Yıllar ne çabuk geçmiş, BKM 20 yaşına gelmiş. 11 Kasım 1994’te Mıstık Sineması’nı tiyatro salonuna dönüştürerek kuruluşunu duyurmuş, ‘Otogargara’lar, ‘Sen Hiç Ateşböceği Gördün mü?’ler, ‘Bana Bir Şeyhler Oluyor’lar bırakmış ardında.
Ve tam 25 tane de sinema filmi. Bunları bir araya getirdikleri bir katalog yayınlamışlar şimdi. ‘Vizontele’ ile başlayıp ‘Eyyvah Eyvah’lardan, ‘Beynelmilel’lerden, ‘Hokkabaz’lardan, ‘Kelebeğin Rüyası’ndan geçerek ‘İncir Reçeli 2’ye varan bir külliyat.

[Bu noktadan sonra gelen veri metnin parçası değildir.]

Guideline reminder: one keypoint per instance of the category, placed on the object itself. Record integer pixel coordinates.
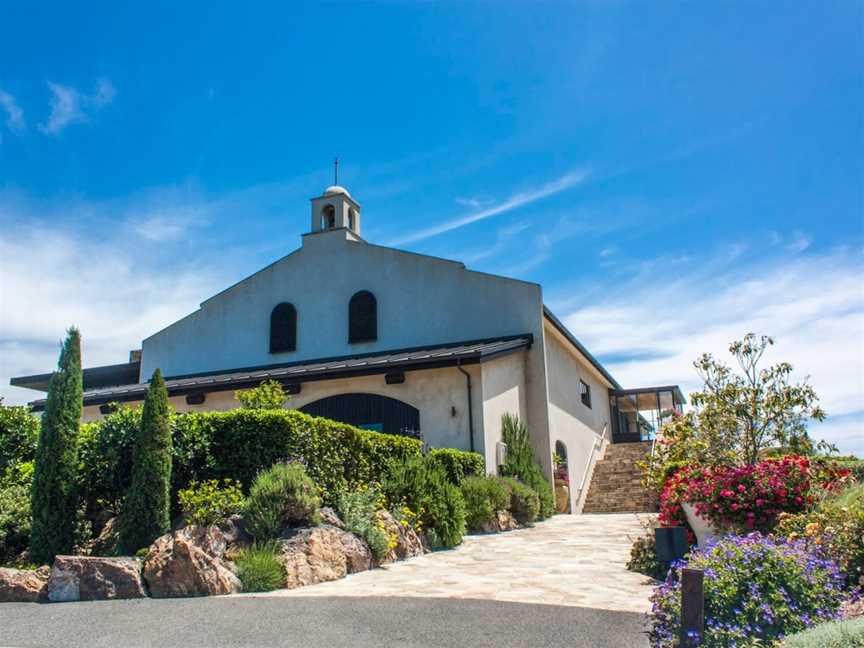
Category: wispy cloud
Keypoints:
(565, 182)
(14, 114)
(812, 305)
(70, 106)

Ne oyuncular çıkmış BKM okulundan, ne yönetmenler ilk filmlerini çekmişler bu çatı altında.
Hem bu katalog, hem BKM’nin kültür hayatımızdaki varlığı kutlanmaya değer. Nice 25 yıllara...
Bence 25’inci yıl şerefine bir ‘Otogargara’ sahnelesinler, tam olsun.